The sack also offers a look at one historian’s process of examining history, when archival material is sparse, or worse, erased. “When written records leave gaps,“ Miles writes, “we can look for material traces as historians of the environment have done.” Fossils and pollen provide evidence of history, just like a tattered dress. The way clothing figures in slavery is also examined, from recounting landscape architects Frederick Law Olmstead’s insulting description of Black women he observed in 1850 on a trip, as well as feminist Harriet Martineau’s, to how boys were provided with sacks with holes cut out to slip a head through, and low-necked flimsy dresses for pre- and barely-teens so masters could easily assault them sexually. As Ashley was sold at auction, Miles documents the common practice of removing the enslaved person’s clothing in this context so that they could be examined more closely by potential buyers, suggesting another reason why having some spare clothing in her sack might have been important to Ashley.
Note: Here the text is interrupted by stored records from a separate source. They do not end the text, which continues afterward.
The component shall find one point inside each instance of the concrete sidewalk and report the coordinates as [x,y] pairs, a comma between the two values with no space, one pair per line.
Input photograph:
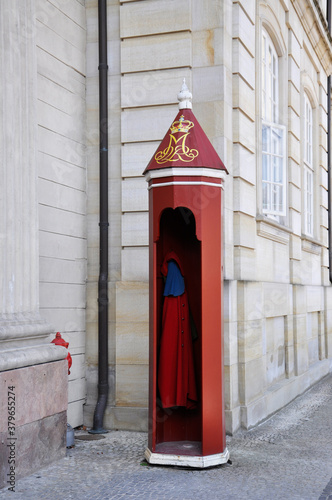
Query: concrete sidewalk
[287,457]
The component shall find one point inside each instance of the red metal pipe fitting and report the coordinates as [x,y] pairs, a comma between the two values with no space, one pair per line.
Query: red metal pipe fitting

So, clothing emerges as evidence. Miles emphasizes that memory is shifty, as is interpretation, which is why we comb through written account books, and material artifacts.  She thoughtfully provides seventy pages of extensive, annotative endnotes.  
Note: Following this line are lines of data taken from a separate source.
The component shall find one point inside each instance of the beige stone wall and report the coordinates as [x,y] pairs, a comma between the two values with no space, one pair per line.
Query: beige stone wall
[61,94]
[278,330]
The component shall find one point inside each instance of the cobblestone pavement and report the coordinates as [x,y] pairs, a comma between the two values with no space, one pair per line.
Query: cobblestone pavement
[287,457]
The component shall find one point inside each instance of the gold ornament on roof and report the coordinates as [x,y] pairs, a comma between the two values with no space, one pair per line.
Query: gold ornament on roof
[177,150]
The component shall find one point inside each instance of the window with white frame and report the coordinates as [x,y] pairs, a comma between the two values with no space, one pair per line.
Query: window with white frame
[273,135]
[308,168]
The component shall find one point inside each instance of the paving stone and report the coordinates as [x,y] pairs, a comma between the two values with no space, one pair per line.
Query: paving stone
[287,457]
Contained in the book, like a treasure found in a sack, is a section called “Carrying Capacity,” a visual essay of the work of contemporary artists who use Ashley’s sack as a muse for poetry and art. We also have quilts, dresses, hair, and later in the book, recipes for pecan pie and cookies. We learn how African Americans had to forage for food, for while farming and cooking was part of the expected labor, enslavement often meant a serving of gruel was only provided for personal consumption. We learn that desperation made women glean rice grains in their pockets while winnowing in the fields, forage for roots and leaves to supplement their meagre diets. Acting as livestock, because that was what the institution of slavery required, using men and women as substitutes for beasts in the field, meant that “physical ache of hunger and psychological need for nutrition pushed the enslaved to desperate acts,“ Miles writes, explaining why food was the most common stolen item on plantations. Sour milk, stale bread, a weekly pint of buttermilk or one cup of coffee were the rations, which meant the actual horses and oxen were better fed.   
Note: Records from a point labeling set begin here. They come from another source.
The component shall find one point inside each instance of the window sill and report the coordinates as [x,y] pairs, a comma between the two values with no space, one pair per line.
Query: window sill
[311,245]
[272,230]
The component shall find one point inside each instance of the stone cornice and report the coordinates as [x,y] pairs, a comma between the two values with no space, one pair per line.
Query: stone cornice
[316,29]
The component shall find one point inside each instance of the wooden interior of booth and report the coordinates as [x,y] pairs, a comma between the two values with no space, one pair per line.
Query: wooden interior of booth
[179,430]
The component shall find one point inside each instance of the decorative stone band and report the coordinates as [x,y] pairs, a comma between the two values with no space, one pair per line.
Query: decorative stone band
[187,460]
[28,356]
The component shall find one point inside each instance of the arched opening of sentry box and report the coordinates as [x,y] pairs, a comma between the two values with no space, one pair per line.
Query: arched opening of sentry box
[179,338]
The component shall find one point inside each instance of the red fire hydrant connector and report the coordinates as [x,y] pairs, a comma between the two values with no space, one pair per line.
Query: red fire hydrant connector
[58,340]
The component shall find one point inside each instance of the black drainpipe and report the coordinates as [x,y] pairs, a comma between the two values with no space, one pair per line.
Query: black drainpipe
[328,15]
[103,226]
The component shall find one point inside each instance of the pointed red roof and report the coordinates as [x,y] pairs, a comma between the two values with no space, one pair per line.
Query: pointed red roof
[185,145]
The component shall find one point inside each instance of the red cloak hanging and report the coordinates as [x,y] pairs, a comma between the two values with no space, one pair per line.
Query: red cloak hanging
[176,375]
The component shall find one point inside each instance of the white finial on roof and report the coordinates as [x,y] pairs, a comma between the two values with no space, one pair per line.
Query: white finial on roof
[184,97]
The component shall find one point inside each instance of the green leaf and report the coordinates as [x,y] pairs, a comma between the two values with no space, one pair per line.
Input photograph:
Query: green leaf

Miles puts her story in context when she writes that following the story of Ashley’s sack and recovering lost histories results in the story of “Rose, a visionary; Ashley, a survivor; and Ruth, a story-teller.” “Ordinary in their time among roughly four million Americans caged by slavery,” she writes, “these women . . . are extraordinary in their production and preservation of a rare object imbued with the memory of slavery’s shadow.” By seeking to protect her daughter, Rose creates what will become an handmade heirloom, something precious for generations to hold and remember.  

Read the inscription on the sack again. What do you recall? A nine-year-old. A nine-year-old being sold. Three handfuls of pecans. A dress. A lock of hair. From this, everything. Please read this book and remember our shared history. And pass it on.

Novelist Indira Ganesan was inducted into Phi Beta Kappa at Vassar College. Her books include The Journey (Alfred A. Knopf, 1990), Inheritance (Alfred A. Knopf, 1998) and As Sweet As Honey (Alfred A. Knopf, 2013).